All true. The Gates arrest and its aftermath—and Obama’s comments—are absolutely news. (It’s about race, politics and justice. But then health care is about life, money and class. It’s all about “bigger issues” in the end.) But the story, and the complicated issues it raises, was not the news before the President spoke a few words that were guaranteed talking-head red meat. Suddenly it is.
Now, we could argue about the rightness or wrongness of the President’s comment. Hell, let’s do it right now and get it out of the way. None of us, like Obama admitted of himself, were in the house. But was it “stupid” for police to handcuff and book perhaps the most famous academic in America, almost certainly the most famous African American academic, well-known from successful PBS specials and Oprah—after he had established that he was in his own home and not a burglar?
Put it this way: I would doubt the officers’ superiors later described the move as “genius.”
That said: the long-standing safe route for Presidents asked to weigh in on open legal cases (or potential ones) is to say that they don’t know all the facts, they want to let the justice system work, that respect and fair treatment are the rights of all Americans, etc. Obama was bound to stir up reaction by going there regarding the actions of police. Whether he stepped on and botched his health-care pitch by talking off the cuff—i.e., acted stupidly—or intentionally put the focus on an issue that mattered to him, we can’t know.
Either way, Obama helped guarantee news focus on Gates partly because his comments were so much better—direct, animated, witty and to the point—than what he said on health care. This is not a judgment on the substance of his argument, but Obama focused on longtime arguments about why the status quo is broken rather than offering much new detail about his specific plans.
Nonetheless, health care was evidently a big enough deal that the networks (except Fox) gave an hour of primetime to it.
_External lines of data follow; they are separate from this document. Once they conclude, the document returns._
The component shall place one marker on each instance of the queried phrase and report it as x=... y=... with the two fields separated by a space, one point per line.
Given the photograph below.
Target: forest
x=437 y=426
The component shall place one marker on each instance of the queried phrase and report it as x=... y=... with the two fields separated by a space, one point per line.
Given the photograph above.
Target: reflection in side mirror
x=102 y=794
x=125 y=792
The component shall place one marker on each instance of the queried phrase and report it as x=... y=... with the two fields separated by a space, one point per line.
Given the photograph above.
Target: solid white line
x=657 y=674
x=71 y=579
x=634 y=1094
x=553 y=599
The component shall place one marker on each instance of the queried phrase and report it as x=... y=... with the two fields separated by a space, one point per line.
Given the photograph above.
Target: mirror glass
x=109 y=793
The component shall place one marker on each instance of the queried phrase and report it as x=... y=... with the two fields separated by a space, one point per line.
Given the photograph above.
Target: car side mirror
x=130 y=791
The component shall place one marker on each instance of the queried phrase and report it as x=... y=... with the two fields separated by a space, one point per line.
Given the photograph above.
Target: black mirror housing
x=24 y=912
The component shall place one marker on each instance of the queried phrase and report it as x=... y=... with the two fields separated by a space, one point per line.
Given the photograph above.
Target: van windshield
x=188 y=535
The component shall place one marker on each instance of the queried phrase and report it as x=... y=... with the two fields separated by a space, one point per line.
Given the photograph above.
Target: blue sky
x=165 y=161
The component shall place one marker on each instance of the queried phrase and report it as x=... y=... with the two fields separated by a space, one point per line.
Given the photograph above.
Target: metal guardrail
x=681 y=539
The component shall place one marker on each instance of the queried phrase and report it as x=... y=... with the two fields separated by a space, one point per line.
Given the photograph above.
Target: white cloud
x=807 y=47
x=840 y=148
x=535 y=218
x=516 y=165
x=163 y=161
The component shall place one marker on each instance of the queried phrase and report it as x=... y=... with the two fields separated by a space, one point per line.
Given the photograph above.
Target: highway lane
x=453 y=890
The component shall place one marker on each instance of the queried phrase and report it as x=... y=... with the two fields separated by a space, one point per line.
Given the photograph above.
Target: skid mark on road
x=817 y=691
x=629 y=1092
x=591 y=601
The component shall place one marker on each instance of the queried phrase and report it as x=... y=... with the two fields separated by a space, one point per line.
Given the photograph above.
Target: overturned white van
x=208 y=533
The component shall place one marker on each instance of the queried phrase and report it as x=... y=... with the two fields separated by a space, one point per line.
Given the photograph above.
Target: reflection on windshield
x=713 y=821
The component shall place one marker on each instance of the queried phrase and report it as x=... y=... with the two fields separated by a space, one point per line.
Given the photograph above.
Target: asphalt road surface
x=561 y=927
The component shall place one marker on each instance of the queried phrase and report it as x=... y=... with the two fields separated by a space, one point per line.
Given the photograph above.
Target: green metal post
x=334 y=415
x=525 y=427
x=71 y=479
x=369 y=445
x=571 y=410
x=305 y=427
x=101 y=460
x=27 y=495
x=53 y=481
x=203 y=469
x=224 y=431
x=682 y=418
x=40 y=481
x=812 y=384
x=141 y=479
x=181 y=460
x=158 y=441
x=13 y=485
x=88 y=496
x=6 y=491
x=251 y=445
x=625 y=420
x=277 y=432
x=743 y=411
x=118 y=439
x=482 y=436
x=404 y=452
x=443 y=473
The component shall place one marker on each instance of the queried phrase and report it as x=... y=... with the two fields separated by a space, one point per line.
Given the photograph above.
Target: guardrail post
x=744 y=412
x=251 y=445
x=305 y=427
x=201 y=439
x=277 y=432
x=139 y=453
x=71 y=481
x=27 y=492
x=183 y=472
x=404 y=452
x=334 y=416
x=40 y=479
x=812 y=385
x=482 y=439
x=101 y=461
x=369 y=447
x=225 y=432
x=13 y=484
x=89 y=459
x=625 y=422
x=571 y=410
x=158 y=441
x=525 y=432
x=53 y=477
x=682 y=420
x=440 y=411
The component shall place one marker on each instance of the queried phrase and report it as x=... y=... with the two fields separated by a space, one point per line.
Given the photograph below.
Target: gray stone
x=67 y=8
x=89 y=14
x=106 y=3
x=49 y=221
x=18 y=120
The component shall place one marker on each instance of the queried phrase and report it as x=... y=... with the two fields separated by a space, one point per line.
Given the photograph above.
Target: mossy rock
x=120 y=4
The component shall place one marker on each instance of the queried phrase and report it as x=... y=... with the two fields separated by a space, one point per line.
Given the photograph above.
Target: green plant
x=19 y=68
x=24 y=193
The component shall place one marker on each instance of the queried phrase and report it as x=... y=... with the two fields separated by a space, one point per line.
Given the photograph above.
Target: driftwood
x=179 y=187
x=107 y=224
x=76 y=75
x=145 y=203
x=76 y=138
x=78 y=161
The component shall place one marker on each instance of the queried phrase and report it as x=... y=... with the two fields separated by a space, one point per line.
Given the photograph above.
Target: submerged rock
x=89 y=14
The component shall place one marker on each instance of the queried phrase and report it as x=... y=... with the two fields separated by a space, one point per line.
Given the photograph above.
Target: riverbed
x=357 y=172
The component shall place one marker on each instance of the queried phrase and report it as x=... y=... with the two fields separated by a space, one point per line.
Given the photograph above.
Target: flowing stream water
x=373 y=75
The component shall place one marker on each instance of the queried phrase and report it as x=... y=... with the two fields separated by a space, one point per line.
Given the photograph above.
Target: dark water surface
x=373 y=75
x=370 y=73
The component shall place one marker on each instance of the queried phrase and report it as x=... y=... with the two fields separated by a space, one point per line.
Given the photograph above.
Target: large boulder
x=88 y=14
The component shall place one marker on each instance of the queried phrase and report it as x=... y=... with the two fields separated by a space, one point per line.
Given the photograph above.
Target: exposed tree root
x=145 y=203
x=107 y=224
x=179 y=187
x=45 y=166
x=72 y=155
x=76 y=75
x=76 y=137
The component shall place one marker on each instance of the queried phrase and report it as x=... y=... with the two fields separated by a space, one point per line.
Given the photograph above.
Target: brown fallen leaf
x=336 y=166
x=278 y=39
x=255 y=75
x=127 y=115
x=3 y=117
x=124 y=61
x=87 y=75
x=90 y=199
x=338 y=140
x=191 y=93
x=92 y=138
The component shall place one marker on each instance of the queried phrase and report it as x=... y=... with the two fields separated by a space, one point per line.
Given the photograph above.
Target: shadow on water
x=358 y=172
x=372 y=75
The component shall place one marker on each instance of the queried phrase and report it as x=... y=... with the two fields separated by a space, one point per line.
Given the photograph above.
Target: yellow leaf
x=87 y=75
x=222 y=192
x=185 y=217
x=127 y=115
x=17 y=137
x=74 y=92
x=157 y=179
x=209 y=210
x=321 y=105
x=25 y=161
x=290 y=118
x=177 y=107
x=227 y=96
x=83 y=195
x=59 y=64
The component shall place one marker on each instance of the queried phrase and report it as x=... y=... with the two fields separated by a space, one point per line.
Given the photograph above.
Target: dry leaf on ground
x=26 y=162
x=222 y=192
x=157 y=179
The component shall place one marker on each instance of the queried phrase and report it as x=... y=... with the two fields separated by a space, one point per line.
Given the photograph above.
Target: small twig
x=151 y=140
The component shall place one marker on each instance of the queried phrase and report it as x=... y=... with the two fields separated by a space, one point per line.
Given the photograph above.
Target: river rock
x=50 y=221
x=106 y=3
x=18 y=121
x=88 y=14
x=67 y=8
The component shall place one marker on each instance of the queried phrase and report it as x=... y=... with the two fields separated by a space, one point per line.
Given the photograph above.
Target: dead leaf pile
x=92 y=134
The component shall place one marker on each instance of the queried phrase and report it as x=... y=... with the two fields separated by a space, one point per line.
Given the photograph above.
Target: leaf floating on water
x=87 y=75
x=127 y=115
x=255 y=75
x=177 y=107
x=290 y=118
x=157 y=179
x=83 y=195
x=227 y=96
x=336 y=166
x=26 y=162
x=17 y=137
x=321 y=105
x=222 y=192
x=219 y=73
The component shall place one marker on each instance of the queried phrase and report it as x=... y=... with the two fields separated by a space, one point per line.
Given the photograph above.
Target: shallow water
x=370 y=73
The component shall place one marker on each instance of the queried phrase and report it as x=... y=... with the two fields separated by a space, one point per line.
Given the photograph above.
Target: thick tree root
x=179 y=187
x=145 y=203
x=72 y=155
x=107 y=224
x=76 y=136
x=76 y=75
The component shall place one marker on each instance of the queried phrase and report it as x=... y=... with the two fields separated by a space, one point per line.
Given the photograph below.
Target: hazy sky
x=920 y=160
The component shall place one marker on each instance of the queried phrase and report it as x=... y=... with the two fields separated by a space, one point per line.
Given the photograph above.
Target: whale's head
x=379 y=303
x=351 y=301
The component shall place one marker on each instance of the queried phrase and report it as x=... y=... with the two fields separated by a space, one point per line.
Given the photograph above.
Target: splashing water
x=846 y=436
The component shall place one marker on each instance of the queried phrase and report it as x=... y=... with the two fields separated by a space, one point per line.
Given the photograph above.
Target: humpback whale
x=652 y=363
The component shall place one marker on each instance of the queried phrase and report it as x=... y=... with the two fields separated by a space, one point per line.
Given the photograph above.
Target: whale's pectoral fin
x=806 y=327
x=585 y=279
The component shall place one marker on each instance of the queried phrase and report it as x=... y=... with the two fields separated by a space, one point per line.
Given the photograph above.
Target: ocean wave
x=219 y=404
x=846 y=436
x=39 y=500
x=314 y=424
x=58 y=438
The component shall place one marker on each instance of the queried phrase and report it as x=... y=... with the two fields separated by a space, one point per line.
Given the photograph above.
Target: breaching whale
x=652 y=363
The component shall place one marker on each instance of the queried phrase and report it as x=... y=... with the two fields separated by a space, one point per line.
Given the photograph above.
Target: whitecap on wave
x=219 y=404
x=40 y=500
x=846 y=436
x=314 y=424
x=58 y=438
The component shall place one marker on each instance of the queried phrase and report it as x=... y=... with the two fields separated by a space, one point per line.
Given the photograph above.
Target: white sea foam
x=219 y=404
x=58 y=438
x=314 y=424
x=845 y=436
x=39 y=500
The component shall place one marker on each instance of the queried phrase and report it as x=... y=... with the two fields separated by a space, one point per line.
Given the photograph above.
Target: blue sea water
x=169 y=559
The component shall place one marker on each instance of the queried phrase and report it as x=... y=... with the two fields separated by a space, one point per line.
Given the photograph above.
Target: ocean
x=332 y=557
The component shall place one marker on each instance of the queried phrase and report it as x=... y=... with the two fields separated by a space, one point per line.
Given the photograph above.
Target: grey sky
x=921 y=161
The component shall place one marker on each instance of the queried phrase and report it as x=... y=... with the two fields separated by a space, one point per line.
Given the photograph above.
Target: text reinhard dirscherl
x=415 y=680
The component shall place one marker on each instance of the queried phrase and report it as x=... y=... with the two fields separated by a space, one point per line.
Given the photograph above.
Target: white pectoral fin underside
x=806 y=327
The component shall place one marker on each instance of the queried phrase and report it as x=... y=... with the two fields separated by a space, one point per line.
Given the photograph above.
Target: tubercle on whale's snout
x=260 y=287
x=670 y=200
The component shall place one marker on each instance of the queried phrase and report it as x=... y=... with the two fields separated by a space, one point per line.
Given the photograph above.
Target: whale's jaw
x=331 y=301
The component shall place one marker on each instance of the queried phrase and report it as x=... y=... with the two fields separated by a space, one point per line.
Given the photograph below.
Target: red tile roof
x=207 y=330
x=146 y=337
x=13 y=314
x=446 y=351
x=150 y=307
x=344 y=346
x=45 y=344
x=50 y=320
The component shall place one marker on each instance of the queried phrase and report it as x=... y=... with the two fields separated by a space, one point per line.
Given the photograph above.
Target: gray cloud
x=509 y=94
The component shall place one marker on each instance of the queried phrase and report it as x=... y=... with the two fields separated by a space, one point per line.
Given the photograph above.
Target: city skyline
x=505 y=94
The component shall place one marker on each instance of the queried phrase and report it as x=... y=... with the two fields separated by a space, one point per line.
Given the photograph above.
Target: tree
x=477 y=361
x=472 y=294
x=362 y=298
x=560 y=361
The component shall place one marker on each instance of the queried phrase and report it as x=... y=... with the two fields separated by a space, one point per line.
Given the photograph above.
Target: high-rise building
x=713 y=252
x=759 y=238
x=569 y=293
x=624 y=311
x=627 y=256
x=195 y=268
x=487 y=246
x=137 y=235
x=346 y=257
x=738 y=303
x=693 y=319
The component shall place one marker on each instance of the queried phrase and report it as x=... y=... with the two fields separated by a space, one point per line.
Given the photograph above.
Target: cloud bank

That’s because health care is a massive part of personal budgets and the national one, because any government action has potential for far-reaching social and economic changes, and because the presser came at a crucial juncture in deciding whether a bill can pass Congress. Whether his effort was effective or ineffective, its effect, or lack thereof, on this potential sea change is big news the next morning.
Is it now less important than a police case—however newsy and however linked to big social issues—in Massachusetts? No; but the decision of most of the newscasts today showed that exciting beats important.
In any case, there was one winner* in all this: CNN, which debuted its special Black in America 2 right after the news conference. As Soledad O’Brien said on CNN this morning, “It was good timing for us.”
For Americans concerned about their health-care future—not so much.
[Update: The Fox News PR department, by the way, writes to dispute this characterization, noting that CNN's 9 p.m. hour got smashed by Bill O'Reilly, as it usually does, by about 3.5 million to 2 million viewers. Noted, though it's hard to say whether the special, with its fortuituous lead-in, did better or worse than CNN's regular 9 p.m. programming would have.]